Reabertura do Congresso, a volta em breve ao cenário da ex-presidenta Cristina Kirchner e a disparada do custo de vida, que, em janeiro, foi de 4,1%, algo como 30% ao ano ou três vezes maior que a brasileira, prenunciam um momento decisivo para Argentina.
Até aqui governado baixo uma mal disfarçada ditadura midiático-judicial, com os jornais exercendo indisfarçável autocensura sobre as consequências de dezenas de decretos autoritários contra as conquistas trabalhistas e a soberania nacional, o país-irmão tende a enfrentar nas ruas o esbulho de seus direitos consumado desde a posse do presidente neoliberal Maurício Macri, em 10 de dezembro.
“(Para) este regime instaurado por Macri, cujos dois primeiros meses de governo estiveram marcados por demissões, repressão e censura, Cristina é uma grande dor de cabeça para a direita”, afirma Martin Sabatella, um dos dirigentes políticos mais ligados a Cristina, em entrevista a Decio Pignotti, da Página 12 e Carta Maior e Brasil247.
Por sua vez, o jornalista Fernando Brito, do site Tijolaço, comentou: “O pessoal que sonha com Aécio Neves como “o Macri daqui” devia por as barbas de molho.
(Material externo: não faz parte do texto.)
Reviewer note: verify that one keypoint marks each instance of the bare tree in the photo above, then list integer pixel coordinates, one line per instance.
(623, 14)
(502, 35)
O índice inflacionário mais aceito na Argentina o de Precios al Consumidor de la Ciudad de Buenos Aires (IPCBA) ficou, em janeiro, segundo mês do governo Macri, em 4,1% ao mês.Isso mesmo, ao mês, em janeiro, depois de fechar dezembro em 3,9%”.
“E isso ainda não é nada”, continua Brito, “porque não capta o brutal reajuste das contas de energia, de até 700%, que se expressará nos índices de fevereiro e de março, porque, além de aumentar, a cobrança, que era bimestral, passou a ser mensal”.
Por sua vez, Martín Sabbatella falou do agitado cenário político argentino, iniciado em dezembro com um ato de cerca de 600 mil e militantes, reunidos na Praça de Maio (veja vídeo abaixo) para se despedir da ex-mandatária, e continuado em janeiro com outro encontro, convocado para defender a democracia midiática e denunciar a caça às bruxas contra os jornalistas que se opõem ao macrismo.
Sabbatella se tornou um dos dirigentes próximos a Cristina desde que ela o escolheu como o funcionário encarregado de liderar a batalha cotidiana contra o oligopólio midiático do Grupo Clarín, que resistiu para não aplicar a lei de democratização da comunicação.
Essa lei, também conhecida como Ley de Medios, um dos símbolos dos doze anos de kirchnerismo (governos de Néstor e Cristina), foi anulada por Macri poucos dias depois de chegar à Casa Rosada, medida tomada junto com a demissão de Sabbatella como responsável pela AFCSA (Autoridade Federal de Comunicação e Serviços Audiovisuais), entidade criada para fazer funcionar as determinações da nova legislação, o que incluía garantir que o Grupo Clarín cumprisse com a desmonopolização e se desfizesse de parte das empresas que formam sua rede tentacular de televisão aberta e a cabo.
Na verdade, este cenário turbulento já havia sido previsto em seu discurso de despedida da Casa Rosada, quando, se referindo, sem citar o nome de seu sucessor, advertiu:
“Necessitamos que os poderes do Estado se democratizem e não sejam arietes contra a democracia, contra os governos populares e muito menos contra o povo. Independente das diferenças políticas, o mais importante é mostrar respeito à vontade popular.”